One incident captures the attitude that was dominant when I was growing up in the early 1960s. I was brought up in a village in Norfolk and one day a black man knocked on our door and asked if he could have a bath. He was working at a building site just outside the village and there was no bath or shower. My mother answered the door and hesitated. Here was a total stranger who wanted to come into the house and use the bath. They talked a bit and he seemed nice enough so she let him in. He had a bath, came downstairs and offered to pay. She refused to take any money and agreed that he could come next weekend if he wanted. She later explained that it had been her Christian duty to show hospitality and that many people from the West Indies had fought on our side in the war.

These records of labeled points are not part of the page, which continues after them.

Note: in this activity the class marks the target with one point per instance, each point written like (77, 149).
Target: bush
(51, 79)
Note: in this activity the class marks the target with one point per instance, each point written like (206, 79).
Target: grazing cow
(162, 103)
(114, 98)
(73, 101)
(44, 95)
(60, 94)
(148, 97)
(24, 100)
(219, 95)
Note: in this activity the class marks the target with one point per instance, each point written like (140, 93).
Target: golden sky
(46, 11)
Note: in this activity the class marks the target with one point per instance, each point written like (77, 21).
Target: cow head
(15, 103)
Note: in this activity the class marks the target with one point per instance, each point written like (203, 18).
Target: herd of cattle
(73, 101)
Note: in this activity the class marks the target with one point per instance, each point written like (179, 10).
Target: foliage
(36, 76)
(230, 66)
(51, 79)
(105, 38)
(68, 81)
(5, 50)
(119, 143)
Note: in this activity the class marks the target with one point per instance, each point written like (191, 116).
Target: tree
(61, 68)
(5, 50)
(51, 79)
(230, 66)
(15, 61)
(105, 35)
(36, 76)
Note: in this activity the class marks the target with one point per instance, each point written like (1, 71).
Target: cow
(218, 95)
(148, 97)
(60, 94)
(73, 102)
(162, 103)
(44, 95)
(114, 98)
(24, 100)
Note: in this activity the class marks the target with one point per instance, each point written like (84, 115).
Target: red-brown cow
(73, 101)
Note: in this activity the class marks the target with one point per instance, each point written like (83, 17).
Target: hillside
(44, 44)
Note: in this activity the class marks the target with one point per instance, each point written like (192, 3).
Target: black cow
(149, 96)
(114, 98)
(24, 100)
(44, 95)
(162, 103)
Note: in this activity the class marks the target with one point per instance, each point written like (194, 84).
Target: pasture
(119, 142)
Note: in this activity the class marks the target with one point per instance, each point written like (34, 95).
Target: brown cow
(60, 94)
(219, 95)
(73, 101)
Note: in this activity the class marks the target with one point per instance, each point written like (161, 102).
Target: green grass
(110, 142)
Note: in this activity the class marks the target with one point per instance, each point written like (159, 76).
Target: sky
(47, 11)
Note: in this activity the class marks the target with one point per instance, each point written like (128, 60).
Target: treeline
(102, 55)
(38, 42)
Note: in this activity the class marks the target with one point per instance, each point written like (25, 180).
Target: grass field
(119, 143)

Would he have got the same response from every house in the village? Probably not, but many would have felt the same way. It’s just the way we are as a people. What Trevor Phillips has called the fear of being branded a racist derives from our deep-felt hostility to judging people by their outward appearance. Our entrenched attachment to the moral and legal equality of individuals, regardless of ‘race, colour or creed’ has from time to time been put to the test in our courts. The strongest challenge was made by those who wanted to keep slaves. Across the centuries courts upheld the ideal of equality. In 1569 under Queen Elizabeth I, a court ruled that, ‘England was too pure an air for slaves to breathe in.’ Two centuries later in 1762 a Chancery judge said that, ‘As soon as a man puts foot on English ground, he is free.’ And soon afterwards in 1772 Lord Mansfield confirmed that ‘there neither then was, nor ever had been, any legal slavery in England.’
This sentiment of equality and common humanity runs deep in British hearts and it is the main reason we have put up with mass immigration, despite the harmful effects on lower-paid jobs, the mixed impact on prosperity and the harmful effects on social infrastructure such as schools, transport and hospitals. Fear of being branded a racist was not a political calculation, but a visceral rejection of a false accusation because – allowing for the beleaguered handful of extremists you would find in any large country – we are not racist and never have been.

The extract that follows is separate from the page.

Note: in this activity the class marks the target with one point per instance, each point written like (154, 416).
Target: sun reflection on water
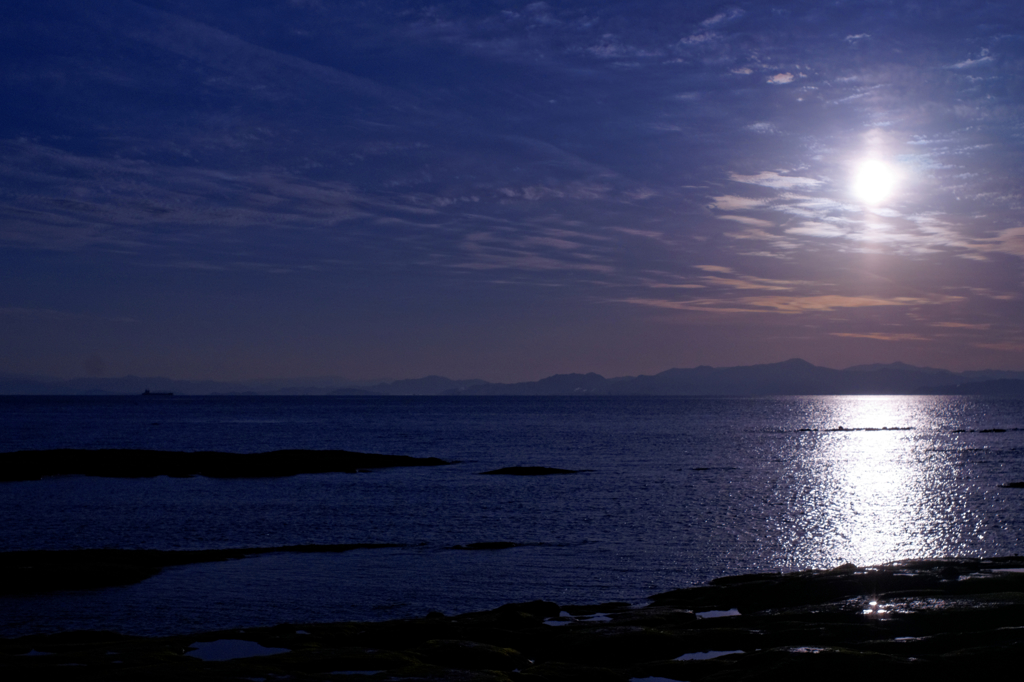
(868, 487)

1 comment on “Rivers of blood – 40 years on”

  1. I have grown tired of defending my opposition to mass immigration as not being a racist position. I lived for 30 years in a mainly black country (I must add that I was there on a work permit that had to be renewed every couple of years, lest I be accused of being a hypocrite), and was became completely colour blind.
    My attack on the kind of mass immigration that we have experienced in the past 20 or so years, has been that it has been alien to our national culture. I would add that the immigration from the West Indies fifty years ago didn’t have as great an impact on our society as the current flow from Asia and the Middle East. The West Indians shared our culture to a large extent in that they spoke our language, dressed in our fashion, shared our sporting interests, shared our basic religion and differed only in skin colour.
    One can only wonder at the mental processes which successive governments have followed in allowing this assault upon our national identity to take place. But then, it would be an eye-opener to have any kind of an insight in the mental process of any of our political leaders whose main occupation would seem to be to ignore the wishes, hopes and aspirations of the indigenous population.